De Pompa changes up staff

GLENDALE — Police Chief Ron De Pompa recently made several changes to his command staff — including two new area commanders — in an effort to give officers a chance to move up the ranks and experience new beats.

The changes were made not out of need for fresh perspectives, but instead "to continually expose employees to different experiences," said Capt. Kirk Palmer, who oversees patrol operations.

"I think it's more of when you got an organization that becomes static and people stay in positions for long periods of time and other individuals don't feel like they have the opportunity for other challenges, then an organization becomes stale," Palmer said.

Among the changes: West Area Commander Lt. Susan Hayn, who took a position in another unit, was replaced with Lt. Bruce Fox, who made the move from the Vice and Narcotics Unit.

Lt. Gary Montecuollo, who oversaw the Traffic Bureau, moved into the East Command position, replacing Lt. Tony Futia. Montecuollo will also oversee the downtown business district, he said.
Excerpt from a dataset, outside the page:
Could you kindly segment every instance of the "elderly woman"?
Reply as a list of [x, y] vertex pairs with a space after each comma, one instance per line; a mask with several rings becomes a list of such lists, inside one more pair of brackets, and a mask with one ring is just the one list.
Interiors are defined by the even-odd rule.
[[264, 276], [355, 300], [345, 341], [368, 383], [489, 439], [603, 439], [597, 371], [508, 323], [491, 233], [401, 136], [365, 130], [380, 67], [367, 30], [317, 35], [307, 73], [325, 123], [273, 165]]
As the West Command's new commander, Fox said he plans to work closely with residents and focus on eradicating gang activity.

"First, I want to get to know the area and get to the unique problems that are in that area and try to make it a safer place for everybody," he said.

Leadership changes have also been made among the various police bureaus, including burglary, robbery and homicide, vice, assaults and financial crimes.

The Police Department implemented an area command structure last October to establish stronger ties between beat patrol officers and the communities in their respective districts.

The command structure was also a budget solution for the Police Department, which was under pressure with other departments to cut costs.

Area command divides the city into four jurisdictions, which are overseen by a lieutenant who coordinates regular patrols and targeted enforcement to address specific community needs and trends.

In the past, new lieutenants rotated into patrol as watch commanders, Palmer said.

"Chief De Pompa has put a real emphasis on area command and the nature of that position now has changed," Palmer said. "Rather than being solely focused on watch-based sources and specific deployments, the scope of that position has broadened considerably in terms of its responsibilities and its expectations."

In the future, the Police Department will likely put new commanders into other positions to gain tenure and experience before they move into area command, Palmer said.

"It's really very much different from what we have done in the past," he said.